2. Torture: Psychiatrists shall not take part in any process of mental or physical torture, even when authorities attempt to force their involvement in such acts.
3. Death Penalty: Under no circumstances should psychiatrists participate in legally authorized executions nor participate in assessments of competency to be executed.
4. Selection of Sex: Under no circumstances should a psychiatrist participate in decisions to terminate pregnancy for the purpose of sex selection.
5. Organ Transplantation: The role of the psychiatrist is to clarify the issues surrounding organ donations and to advise on religious, cultural, social and family factors to ensure that informed and proper decisions be made by all concerned. The psychiatrists should not act as a proxy decision maker for patients nor use psychotherapeutic skills to influence the decision of a patient in these matters. Psychiatrists should seek to protect their patients and help them exercise self-determination to the fullest extent possible in situation of organ transplantation.
6. Psychiatrists Addressing the Media
The media have a key role in shaping the perceptions and attitudes of the community.
In all contacts with the media psychiatrists shall ensure that people with mental illness are presented in a manner which preserves their dignity and privacy, and which reduces stigma and discrimination against them.
An important role of psychiatrists is to advocate for those people who suffer from mental disorders. As the public perception of psychiatrists and psychiatry reflects on patients, psychiatrists shall ensure that in their contacts with the media they represent the profession of psychiatry with dignity.
Psychiatrists shall not make pronouncements to the media about presumed psychopathology on any individuals.
In presenting research findings to the media, psychiatrists shall ensure the scientific integrity of the information given and be mindful of the potential impact of their statements on the public perception of mental illness and on the welfare of people with mental disorders.
7. Psychiatrists and Discrimination on Ethnic or Cultural Grounds
Discrimination by psychiatrists on the basis of ethnicity or culture, whether directly or by aiding others, is unethical.
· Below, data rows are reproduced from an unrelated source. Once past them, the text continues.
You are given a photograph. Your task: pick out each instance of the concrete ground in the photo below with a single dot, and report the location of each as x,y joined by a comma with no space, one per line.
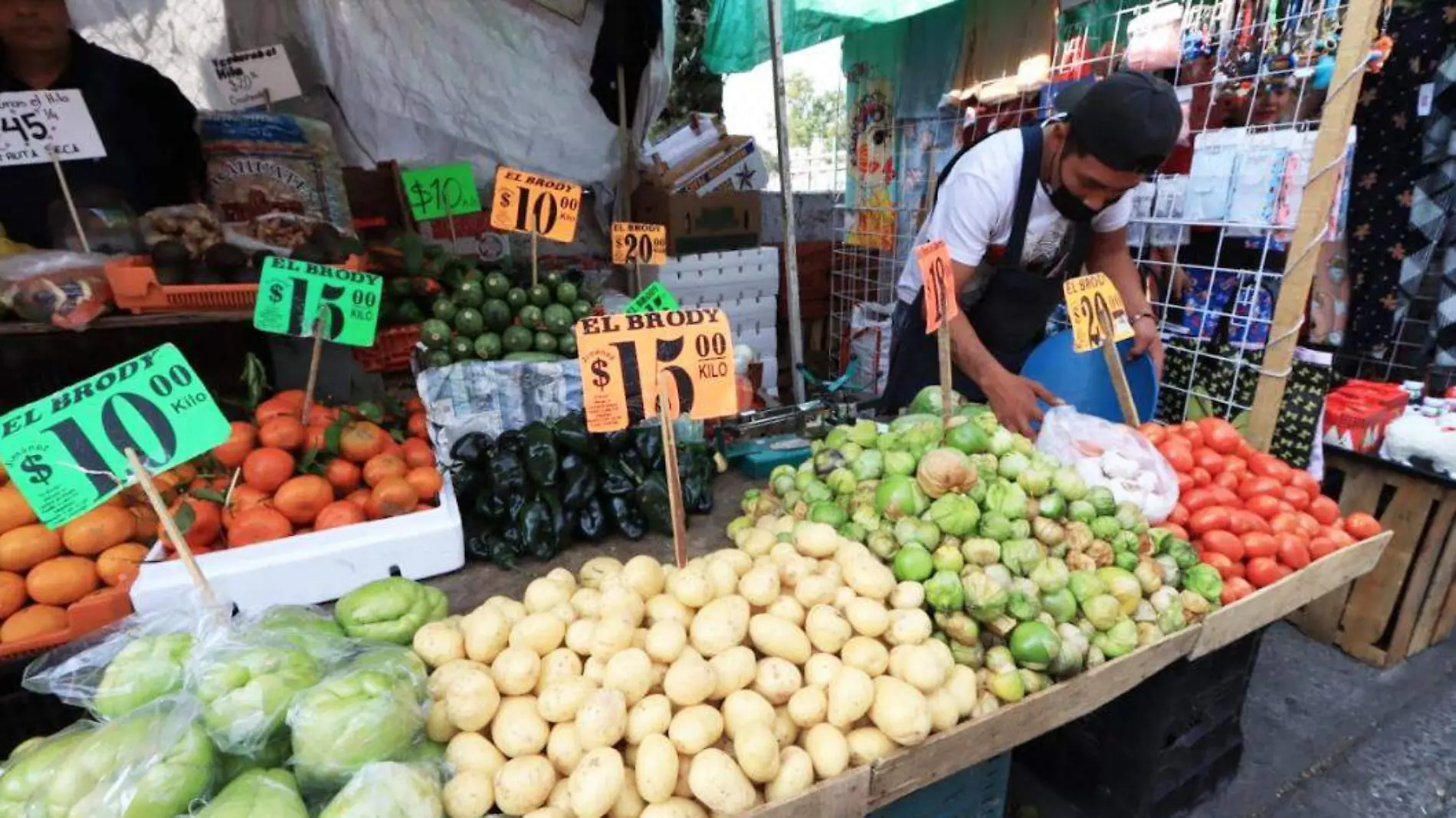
1326,737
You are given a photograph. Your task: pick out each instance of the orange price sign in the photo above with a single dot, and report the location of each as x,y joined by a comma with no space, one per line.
940,278
625,357
530,202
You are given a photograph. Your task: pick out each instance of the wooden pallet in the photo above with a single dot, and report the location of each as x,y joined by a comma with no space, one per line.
1407,603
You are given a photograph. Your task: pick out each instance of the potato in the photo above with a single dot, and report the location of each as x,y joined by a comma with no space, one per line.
868,746
720,785
720,625
776,678
756,751
438,642
655,769
851,693
517,730
516,670
523,785
471,751
539,632
487,632
733,670
786,609
900,711
562,701
472,701
807,708
469,795
602,719
795,774
689,680
695,728
828,629
597,784
868,617
564,748
629,672
828,750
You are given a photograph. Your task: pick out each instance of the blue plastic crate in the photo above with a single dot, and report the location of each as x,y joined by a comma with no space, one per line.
976,792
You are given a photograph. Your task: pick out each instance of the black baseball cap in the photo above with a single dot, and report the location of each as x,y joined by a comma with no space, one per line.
1129,121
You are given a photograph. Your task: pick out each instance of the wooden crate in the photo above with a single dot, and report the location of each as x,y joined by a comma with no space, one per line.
1407,603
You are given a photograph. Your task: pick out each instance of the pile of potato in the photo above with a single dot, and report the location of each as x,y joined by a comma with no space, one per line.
642,690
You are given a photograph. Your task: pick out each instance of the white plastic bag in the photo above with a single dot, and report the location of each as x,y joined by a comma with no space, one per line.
1114,456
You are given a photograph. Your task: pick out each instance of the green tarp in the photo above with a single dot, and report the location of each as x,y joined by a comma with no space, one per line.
737,35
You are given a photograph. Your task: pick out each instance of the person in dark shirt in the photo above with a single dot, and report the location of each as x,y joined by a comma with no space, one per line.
153,153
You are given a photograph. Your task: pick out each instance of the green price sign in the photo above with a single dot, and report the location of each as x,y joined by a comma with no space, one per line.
293,294
66,453
441,191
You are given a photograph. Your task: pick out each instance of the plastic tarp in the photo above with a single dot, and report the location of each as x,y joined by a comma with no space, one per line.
737,35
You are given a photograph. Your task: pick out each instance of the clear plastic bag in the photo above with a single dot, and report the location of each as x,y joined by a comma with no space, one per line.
1114,456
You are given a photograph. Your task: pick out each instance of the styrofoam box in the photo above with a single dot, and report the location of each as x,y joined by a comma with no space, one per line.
318,567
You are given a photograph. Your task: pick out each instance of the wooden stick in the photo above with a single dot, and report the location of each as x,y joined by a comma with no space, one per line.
171,527
71,202
674,485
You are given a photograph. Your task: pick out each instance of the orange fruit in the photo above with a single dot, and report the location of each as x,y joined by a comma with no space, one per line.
302,498
338,514
343,475
12,593
98,531
258,524
61,581
392,497
120,563
283,432
241,440
267,469
417,453
27,546
32,622
425,481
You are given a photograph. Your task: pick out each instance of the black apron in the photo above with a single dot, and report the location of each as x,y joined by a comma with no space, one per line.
1011,315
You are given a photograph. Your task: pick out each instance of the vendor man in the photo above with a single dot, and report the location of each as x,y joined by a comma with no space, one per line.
1019,213
153,155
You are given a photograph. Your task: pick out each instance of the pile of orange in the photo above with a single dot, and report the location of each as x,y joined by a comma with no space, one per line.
43,573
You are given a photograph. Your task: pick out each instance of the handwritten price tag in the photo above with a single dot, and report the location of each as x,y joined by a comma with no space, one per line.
293,294
638,244
1087,296
529,202
940,278
622,357
66,452
441,191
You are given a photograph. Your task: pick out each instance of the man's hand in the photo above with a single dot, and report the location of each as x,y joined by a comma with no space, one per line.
1014,401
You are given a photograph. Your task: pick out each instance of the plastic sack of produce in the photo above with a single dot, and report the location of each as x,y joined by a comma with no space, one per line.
123,667
1113,456
389,789
150,763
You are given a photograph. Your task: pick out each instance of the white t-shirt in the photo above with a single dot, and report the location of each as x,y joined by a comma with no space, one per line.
976,205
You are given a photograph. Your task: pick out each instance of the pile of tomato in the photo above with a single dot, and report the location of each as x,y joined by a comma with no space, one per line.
1250,514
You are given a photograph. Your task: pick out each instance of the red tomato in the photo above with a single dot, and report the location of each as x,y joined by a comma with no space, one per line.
1235,590
1362,526
1263,571
1223,544
1264,505
1294,550
1210,518
1299,498
1324,510
1260,545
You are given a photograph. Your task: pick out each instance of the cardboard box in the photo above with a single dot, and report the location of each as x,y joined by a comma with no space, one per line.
723,220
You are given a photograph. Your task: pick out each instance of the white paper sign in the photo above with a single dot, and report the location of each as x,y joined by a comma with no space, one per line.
255,77
37,121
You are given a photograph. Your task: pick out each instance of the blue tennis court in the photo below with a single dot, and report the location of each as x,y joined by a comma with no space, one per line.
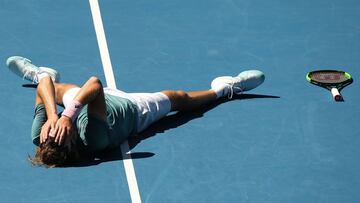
285,141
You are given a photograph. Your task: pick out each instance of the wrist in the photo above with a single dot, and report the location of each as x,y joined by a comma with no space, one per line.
53,116
72,110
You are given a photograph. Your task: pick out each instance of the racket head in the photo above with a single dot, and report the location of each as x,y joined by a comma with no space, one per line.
329,79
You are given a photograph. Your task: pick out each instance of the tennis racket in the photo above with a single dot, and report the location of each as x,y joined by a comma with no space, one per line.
332,80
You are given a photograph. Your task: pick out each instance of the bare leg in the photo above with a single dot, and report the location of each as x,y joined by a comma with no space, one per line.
60,89
186,101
Psychiatrists shall never be involved or endorse, directly or indirectly, any activity related to ethnic cleansing.
8. Psychiatrists and Genetic Research and Counseling
Research on the genetic basis of mental disorders is rapidly increasing and more people suffering from mental illness are participating in such research.
Psychiatrists involved in genetic research or counseling shall be mindful of the fact that the implication of genetic information are not limited to the individual from whom it was obtained, and that its disclosure can have negative and disruptive effects on the families and communities of the individuals concerned.
Psychiatrists shall therefore ensure that:
- people and families who participate in genetic research do so with a fully informed consent;
- any genetic information in their possession is adequately protected against unauthorized access, misinterpretation or misuse,
- Care is taken in communication with patients and families to make clear that current genetic knowledge is incomplete and may be altered by future findings.
Psychiatrists shall only refer people to facilities for diagnostic genetic testing if that facility has:
- demonstrated satisfactory quality assurance procedures for such testing;
- adequate and easily accessible resources for genetic counseling.
Genetic counseling with regard to family planning or abortion shall be respectful of the patients' value system, while providing sufficient medical and psychiatric information to aid patients make decisions they consider best for them.